Chaos Malware Falsely Advertised as Ryuk Clone

Security researchers have been picking apart a new strain of malware, which they are now calling Chaos. The malware has been on their radar for a short while, first spotted in June 2021, and it looks like the bad actors behind it are shifting gears and getting ready to launch it for its first outing in the wild.

Chaos has not been used in an active attack or threat campaign so far, but it seems this moment is not too far. The hackers developing it and publishing updates on dark web forums habe been ramping up their update schedule and Chaos might soon be ready for its first excursion in the wild. The malware has gone through four significant updates in just two months' time.

Researchers working with Trend Micro analyzed Chaos and discovered a few interesting things about it. For a product that might soon be up for sale to other budding hackers, Chaos does a lot of lying. First of all, it pretends to be a fork of the infamous Ryuk ransomware, but coded in .NET. This is signposted even on the ransom screen containing the note and crypto wallet strings.

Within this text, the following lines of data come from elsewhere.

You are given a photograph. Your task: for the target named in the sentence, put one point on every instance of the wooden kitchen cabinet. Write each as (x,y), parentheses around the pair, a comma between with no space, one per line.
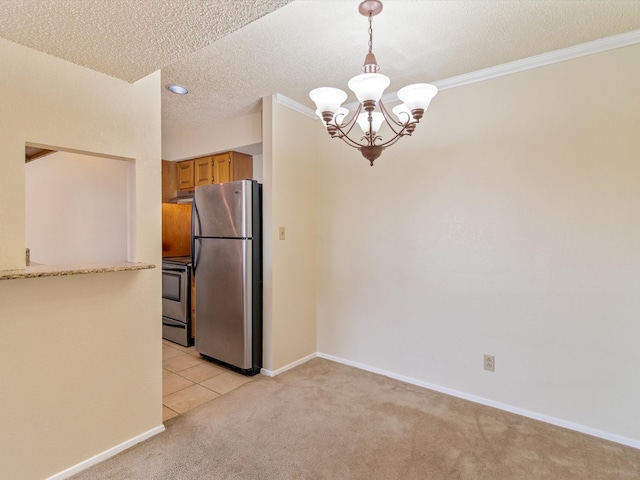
(185,175)
(218,168)
(222,168)
(203,171)
(232,166)
(169,180)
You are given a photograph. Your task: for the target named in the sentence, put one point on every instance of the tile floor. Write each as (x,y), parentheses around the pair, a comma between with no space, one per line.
(188,380)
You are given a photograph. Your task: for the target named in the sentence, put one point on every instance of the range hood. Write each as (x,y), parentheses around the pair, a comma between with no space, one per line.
(185,196)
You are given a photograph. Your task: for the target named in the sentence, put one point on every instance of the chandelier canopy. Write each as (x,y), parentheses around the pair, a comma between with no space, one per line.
(368,88)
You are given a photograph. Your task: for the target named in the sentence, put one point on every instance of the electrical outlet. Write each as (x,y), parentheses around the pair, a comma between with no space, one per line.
(490,363)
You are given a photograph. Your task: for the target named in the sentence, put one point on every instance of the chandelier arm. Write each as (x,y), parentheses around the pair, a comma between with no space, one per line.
(389,119)
(348,140)
(345,128)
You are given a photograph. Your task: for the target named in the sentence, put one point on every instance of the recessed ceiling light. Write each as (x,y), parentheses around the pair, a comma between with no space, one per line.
(177,89)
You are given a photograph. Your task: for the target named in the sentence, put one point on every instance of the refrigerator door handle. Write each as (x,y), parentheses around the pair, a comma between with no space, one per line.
(195,217)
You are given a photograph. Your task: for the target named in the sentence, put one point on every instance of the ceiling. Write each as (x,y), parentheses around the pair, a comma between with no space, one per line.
(231,53)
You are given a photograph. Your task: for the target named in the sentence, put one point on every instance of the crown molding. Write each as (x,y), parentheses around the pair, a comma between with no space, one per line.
(570,53)
(556,56)
(295,106)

However, when Trend Micro researcher Monte de Jesus picked apart the malware's innards, it turned out that this is far from the case. Chaos operates in a way that makes it more similar to a "destructive trojan" than a regular ransomware.

Before it encrypts files, Chaos replaces their contents with random bytes. This effectively means that even if a victim did pay the ransom and obtained the decryption key, they would simply decrypt their files to large blobs of random data.

A curious addition to the toolkit Chaos possesses, in addition to its wiper properties, is its ability to spread to any and all drives connected to the victim system. This is an issue because this worming capability also covers removable drives.

The malware's ransom note is called "read_it.txt". In it, Chaos asks for just over $6 thousand in bitcoin.

As the malware got updated, it slowly started behaving more like traditional ransomware. Gradual updates introduced the ability to properly encrypt small file sizes without destroying the original data in them first. However, even in its latest iteration, Chaos is not a full-fledged, proper ransomware. That will probably change as the hackers behind it develop it further. This, however, does not diminish the danger Chaos poses as a destructive data wiper tool.